05. IEEE 754 Floating Point Standard
The powerpoint is quite disorganized, but here’s the condensed version:
Representing floating point numbers is a bit tricky in binary. We store them in something like scientific notation, where we have a sign, ‘base’, and and exponent. In regular numbers, that looks like this: \(-6,267,000,000=-6.267\times10^9\). We have the same thing in binary. To store a number in 32 bits, we use the following layout:
(The mantissa means the ‘base’).
Converting Decimal → Binary¶
Below follows a detailed example of how to do this, but here’s the TL;DR:
To convert decimal numbers to binary IEEE FP Representation, convert the whole number portion and the fractional portion to binary, and mash them together. Then shift the ‘decimal point’ so it’s immediately to the right of the first
1
, and drop the leading one. That’s your mantissa. The amount of times you shifted left (negative, if you shifted right), plus 127, is your exponent, and the sign bit is 0 if positive, 1 if negative. For zero, set the exponent to 127, for infinity, set the exponent to 255.
Whole Numbers¶
- Divide the decimal number by 2 and take note of the result and the remainder
- Repeat step one with the result of the previous division, keeping track of the remainders, until the quotient becomes zero
- Write down the remainders in reverse order. That number is the binary representation of the decimal number. Here’s an example:
Converting \(26_{\text{Dec}}\to Binary\)
- Divide \(26\) by \(2\):
- Quotient = \(13\)
- Remainder = \(0\)
- Divide \(13\) by \(2\):
- Quotient = \(6\)
- Remainder = \(1\)
- Divide \(6\) by \(2\):
- Quotient = \(3\)
- Remainder = \(0\)
- Divide \(3\) by \(2\):
- Quotient = \(1\)
- Remainder = \(1\)
- Divide \(1\) by \(2\):
- Quotient = \(0\)
- Remainder = \(1\)
Read the remainders from bottom to top.
The binary representation of \(27\) is \(11010\).

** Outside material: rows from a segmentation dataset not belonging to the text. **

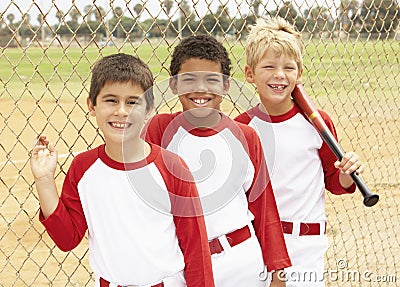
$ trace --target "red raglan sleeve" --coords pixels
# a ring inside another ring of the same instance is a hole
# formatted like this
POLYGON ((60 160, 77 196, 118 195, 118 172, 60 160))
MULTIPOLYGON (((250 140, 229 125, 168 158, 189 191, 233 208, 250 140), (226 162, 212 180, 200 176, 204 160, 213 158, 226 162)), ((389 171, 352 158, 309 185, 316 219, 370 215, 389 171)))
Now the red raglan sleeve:
POLYGON ((248 145, 249 156, 255 168, 254 180, 247 192, 249 209, 255 217, 254 229, 268 271, 280 270, 292 264, 286 249, 264 152, 255 131, 252 130, 247 142, 251 143, 248 145))
MULTIPOLYGON (((336 129, 331 118, 324 111, 319 111, 319 113, 321 114, 328 129, 331 131, 332 135, 337 140, 338 138, 336 134, 336 129)), ((327 190, 336 195, 353 193, 356 190, 355 184, 352 184, 347 189, 343 188, 340 185, 339 182, 340 171, 334 166, 334 163, 337 160, 337 158, 325 142, 323 142, 319 150, 319 157, 321 158, 322 168, 324 170, 325 188, 327 190)))
POLYGON ((76 171, 81 168, 79 166, 74 159, 64 179, 56 210, 46 219, 42 212, 39 213, 39 220, 62 251, 75 248, 88 228, 77 188, 80 178, 76 171))
POLYGON ((211 255, 197 188, 184 161, 171 154, 165 151, 163 158, 168 172, 162 173, 170 194, 176 235, 185 260, 186 284, 188 287, 213 287, 211 255))

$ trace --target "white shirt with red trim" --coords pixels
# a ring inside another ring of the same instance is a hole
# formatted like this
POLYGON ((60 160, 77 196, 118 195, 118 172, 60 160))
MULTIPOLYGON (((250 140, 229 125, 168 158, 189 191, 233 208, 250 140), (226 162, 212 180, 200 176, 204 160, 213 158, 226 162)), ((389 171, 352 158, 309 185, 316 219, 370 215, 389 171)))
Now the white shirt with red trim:
MULTIPOLYGON (((337 138, 332 120, 320 111, 337 138)), ((269 116, 256 106, 235 120, 253 127, 262 142, 280 217, 291 222, 323 222, 325 188, 334 194, 354 192, 339 183, 337 160, 311 123, 294 105, 287 113, 269 116)))
POLYGON ((221 117, 213 128, 196 128, 182 112, 159 114, 149 121, 144 135, 187 163, 209 240, 253 221, 268 269, 290 266, 260 140, 252 128, 221 117))
POLYGON ((147 285, 185 270, 187 286, 205 287, 213 277, 201 213, 193 178, 175 154, 151 145, 146 159, 123 164, 102 145, 73 160, 57 209, 40 220, 65 251, 88 229, 97 277, 147 285))

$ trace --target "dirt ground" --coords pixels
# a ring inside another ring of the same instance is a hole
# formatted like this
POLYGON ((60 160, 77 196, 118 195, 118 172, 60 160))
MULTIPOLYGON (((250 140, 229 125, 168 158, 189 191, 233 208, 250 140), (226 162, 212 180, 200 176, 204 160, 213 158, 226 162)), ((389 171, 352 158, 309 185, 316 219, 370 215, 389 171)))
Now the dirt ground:
MULTIPOLYGON (((72 252, 61 252, 38 222, 39 204, 28 163, 35 136, 48 135, 60 154, 60 187, 72 153, 102 142, 94 121, 86 115, 84 101, 0 101, 0 286, 93 286, 87 240, 72 252)), ((398 286, 398 110, 382 103, 359 104, 360 109, 354 103, 342 107, 341 114, 333 106, 324 109, 338 123, 343 148, 362 156, 366 163, 363 178, 380 201, 367 208, 358 191, 350 196, 327 196, 326 285, 398 286)), ((225 112, 235 116, 238 111, 232 109, 228 102, 223 105, 225 112)))

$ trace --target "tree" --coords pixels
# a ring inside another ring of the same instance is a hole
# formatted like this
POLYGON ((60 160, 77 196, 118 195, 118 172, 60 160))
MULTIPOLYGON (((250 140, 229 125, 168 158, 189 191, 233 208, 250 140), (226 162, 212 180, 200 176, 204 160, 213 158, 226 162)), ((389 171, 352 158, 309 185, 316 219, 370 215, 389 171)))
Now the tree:
POLYGON ((217 8, 217 12, 215 13, 215 17, 218 23, 218 29, 215 31, 216 34, 224 35, 228 32, 231 24, 231 19, 229 16, 229 10, 227 4, 219 5, 217 8))
POLYGON ((44 28, 44 17, 42 13, 38 14, 37 20, 39 22, 39 26, 40 26, 40 40, 42 41, 42 44, 44 43, 44 39, 45 39, 45 28, 44 28))
POLYGON ((9 26, 13 27, 14 26, 15 15, 13 13, 8 14, 7 15, 7 20, 9 22, 9 26))
POLYGON ((169 13, 171 13, 171 9, 174 6, 174 1, 173 0, 165 0, 162 3, 162 6, 165 8, 165 12, 167 13, 168 18, 169 18, 169 13))
POLYGON ((135 11, 136 17, 139 20, 140 15, 142 15, 143 5, 140 3, 136 4, 135 6, 133 6, 133 11, 135 11))
POLYGON ((357 0, 342 0, 339 6, 339 30, 354 32, 356 24, 360 24, 359 6, 357 0))
POLYGON ((276 13, 272 12, 272 14, 276 14, 279 17, 286 19, 289 23, 294 24, 298 13, 292 4, 292 1, 286 1, 283 3, 283 6, 276 11, 276 13))
POLYGON ((57 20, 58 20, 58 27, 61 27, 61 22, 62 22, 63 19, 64 19, 64 13, 61 12, 60 10, 57 10, 57 12, 56 12, 56 18, 57 18, 57 20))
POLYGON ((387 36, 399 25, 400 8, 395 0, 364 0, 361 4, 360 19, 362 31, 373 37, 387 36), (375 35, 374 35, 375 34, 375 35))
POLYGON ((168 16, 167 26, 165 27, 165 35, 167 36, 167 38, 170 35, 170 19, 171 19, 171 17, 169 14, 171 13, 173 6, 174 6, 174 1, 172 1, 172 0, 165 0, 162 2, 162 7, 165 8, 165 13, 168 16))
POLYGON ((260 5, 261 5, 261 0, 252 0, 251 1, 251 6, 253 7, 254 15, 256 17, 260 16, 260 5))

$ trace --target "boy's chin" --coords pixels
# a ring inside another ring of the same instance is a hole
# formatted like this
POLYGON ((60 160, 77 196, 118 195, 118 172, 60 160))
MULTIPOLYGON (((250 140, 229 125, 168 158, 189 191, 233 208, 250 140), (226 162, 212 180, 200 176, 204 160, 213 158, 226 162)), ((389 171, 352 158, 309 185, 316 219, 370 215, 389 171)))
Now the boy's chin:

Just for fun, here’s some Python that does the same thing, sort of:
Non-Integers¶
Converting fractional numbers from decimal to binary involves a similar process.
- Start with the fractional part of the decimal number you want to convert.
- Multiply the fractional part by 2.
- Take the integer part of the result as the first binary digit.
- Repeat steps 2 and 3 with the decimal portion of the result obtained in step 3.
- Continue this process until the fractional part becomes 0 or until you achieve the desired precision.
- The result is all of the ‘integers’ you got, in top down order. Here’s an example:
Converting \(0.625_{\text{Dec}}\to Binary\)
- Multiply \(0.625\) by \(2\):
- Result = \(1.25\)
- Take the integer part (\(1\)) as the first binary digit.
- Multiply the decimal portion (\(0.25\)) by \(2\):
- Result = \(0.5\)
- Take the integer part (0) as the second binary digit.
- Multiply the decimal portion (\(0.5\)) by \(2\):
- Result = \(1.0\)
- Take the integer part (\(1\)) as the third binary digit.
Since the decimal portion becomes \(0\) after step \(7\), we stop the process.
The binary representation of \(0.625\) is \(0.101\).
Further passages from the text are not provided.